Foresters have marked trees and forest floor areas for burn for years. Cutting every tree down and sweeping a wildland to avoid fires would be like
never allowing hair to grow in order to avoid lice. What has changed is the amount of dead trees, which now number in the millions. Who has the money
to remove them?
The National Forests here let lightening fires burn, keeping an eye on them to protect structures/inhabited areas if needed. Once a human caused fire
starts, the goal is to get on it as quickly as possible. The Rough Fire a couple years ago was lightening caused, but exploded to over 150,000 acres
in the dry vegetation and dead trees.
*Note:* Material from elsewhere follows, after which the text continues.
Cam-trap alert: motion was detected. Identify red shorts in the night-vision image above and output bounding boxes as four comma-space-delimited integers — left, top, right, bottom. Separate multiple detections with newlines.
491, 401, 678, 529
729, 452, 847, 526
With changing climate in general, areas are becoming increasingly drier, and even lightening fires can become
major events. Some of the fires might merge to become a "complex fire".
A local mountain (human caused) fire burned into an area that had no recorded history of ever having fire (for at least 100 years). But that fire
management went even better than had originally expected, despite one edge burning into that area.
Just as other areas might have to contend with rising water levels, CA will have to contend with increasing fires. Also, fires that do occur are
happening in increasingly populated areas, more chances for human caused fires and more chances for fires in general to be more damaging. Decades ago,
a fire on 20 acres might burn 20 acres of vegetation, where now it could also burn down a home.
On the good news side, CA has great cooperation and coordinating efforts from the various firefighting units up and down the state (city to federal).
The National Guard can even get deployed to help out (with heli water drops or
Air National Guard provides aerial imagery support for Southern California fires
). And the Thomas Fire has minimal growth and is now 65%
contained, but has 30-40 more miles of containment line to be put in. But those lines will be in non/sparsely populated National Forest lands, as
populated areas look pretty much ok now, with just continued eyes out for spot fires. So it looks like Christmas for some will be in the mountains.